One pass of every row is the acceptance criterion. Re-run after any Phase 6.3
follow-up ships (especially the non-transparent redundancy-type upgrade, which
flips A4 from "deferred" to "expected pass").

## Known limitations

- **A4 pending**: `Server.ServerRedundancy` on our current SDK build lands as
  the base `ServerRedundancyState`, which has no `ServerUriArray` child.
  `ServerRedundancyNodeWriter.ApplyServerUriArray` logs-and-skips until the
  redundancy-object-type upgrade follow-up lands.
- **Recovery dwell default**: `RecoveryStateManager.DwellTime` defaults to 60 s
  in `Program.cs`. Adjust via future config knob if B3 takes too long to
  observe.
- **C-block external dependency**: The `Galaxy.Host` side of the redundancy
  story is largely out of our code — it's MXAccess's own client-redundancy
  policy talking to our published ServiceLevel. A negative result on C1-C3
  does not necessarily indicate an OtOpcUa bug; cross-check with UaExpert
  (Block A / B) first.

## Automation notes (why this is a playbook, not a test)

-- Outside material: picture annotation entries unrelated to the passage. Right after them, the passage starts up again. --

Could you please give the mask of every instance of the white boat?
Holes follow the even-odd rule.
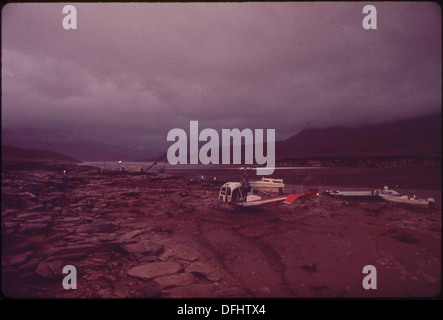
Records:
[[[337,189],[327,189],[322,195],[340,199],[378,199],[377,190],[340,191]]]
[[[284,193],[285,184],[283,183],[283,179],[273,179],[273,178],[265,178],[263,177],[258,181],[250,181],[250,184],[257,189],[263,190],[265,192],[278,192]]]
[[[413,205],[421,205],[421,206],[429,206],[435,202],[433,198],[428,199],[417,199],[415,196],[400,196],[400,195],[390,195],[380,193],[379,196],[388,202],[401,203],[401,204],[413,204]]]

- UaExpert and Kepware binaries are closed-source Windows GUIs; they don't
  ship headless CLIs for the browse/connect/subscribe flows.
- The OPC Foundation reference SDK *can* drive every scenario, but our own
  `Driver.OpcUaClient` tests already cover that client's behaviour; Block B
  adds value specifically because these two clients have independent
  redundancy implementations we don't control.
- For the sub-set of scenarios that *can* be automated — the self-loopback
  case where our own `otopcua-cli` drives Primary + Backup — the existing
  `tests/ZB.MOM.WW.OtOpcUa.Server.Tests/RedundancyStatePublisherTests` +
  `ServiceLevelCalculatorTests` (unit) + `ClusterTopologyLoaderTests`
  (integration) already cover the math + data path. The wire-level assertion
  that the values actually land on the right OPC UA nodes is covered by
  `ServerRedundancyNodeWriterTests`.